Loehrke v. Wanta Builders, Inc.,
¶ 48. French Corporation argues that the damages in this case were undeterminable because it did not know whether it would succeed on its legal argument that the stipulated damages provision was an unenforceable penalty provision and, therefore, it could not calculate Kernz's potential damages. A similar argument was addressed and rejected in Wenzel Brothers, 88 *153 Wis. 2d at 697. In Wenzel Brothers, the defendants disputed whether a statutorily mandated liquidated damages provision applied. Id. at 694. After concluding that the statute did apply, the court awarded prejudgment interest over the defendants' objection because the defendants disputed only their liability under the statutory liquidated damages provision; there was no dispute over the computation of damages. Id. at 698. As in Wenzel Brothers, French Corporation merely disputes its liability under the stipulated damages clause. The amount the company owed under the contract was easily calculable: salary and benefits for the remainder of the contract term.

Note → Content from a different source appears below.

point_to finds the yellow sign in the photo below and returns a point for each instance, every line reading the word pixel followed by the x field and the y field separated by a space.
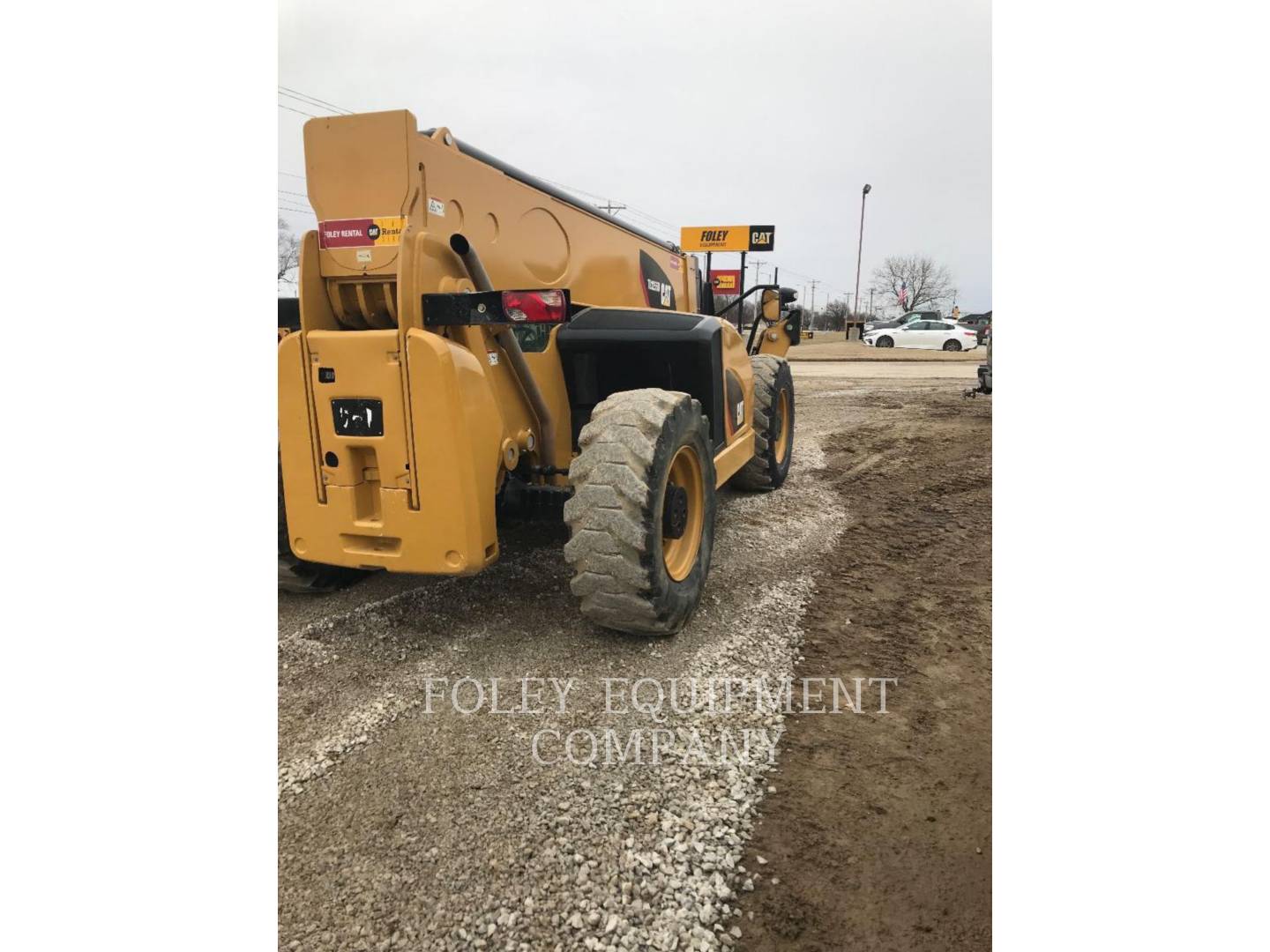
pixel 729 238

¶ 49. French Corporation attempts to distinguish Wenzel Brothers from the instant case by arguing that Wenzel Brothers involved the applicability of a statutory liquidated damages provision rather than a dispute over the reasonableness of a stipulated damages clause. We think this is a distinction without a difference, and French Corporation does not persuade us otherwise.
Conclusion
¶ 50. We affirm the judgment entered against French Corporation. We reverse the trial court's order denying Kernz's request for pre-verdict interest. Kernz contends that he is owed pre-verdict interest from January 19, 2001, the day French Corporation breached the contract, to November 19, 2001, the day he was tendered a settlement offer under Wis. Stat. § 807.01(4). French Corporation does not dispute this assessment and, therefore, we remand the cause to the trial court to enter an order consistent with this decision.
*154 By the Court. — Judgment affirmed; order reversed and cause remanded with directions.
Notes
All references to the Wisconsin Statutes are to the 2001-02 version unless otherwise noted.
French Corporation points to testimony which seemingly conflicts with some of the circuit court's findings, but the company does not argue that the circuit court's findings are clearly erroneous. We decline to develop this argument for French and then resolve the issue.
See State v. Pettit,
For purposes of this decision, we will assume Kernz will maintain the job paying $90,000 for the duration of the three-year term.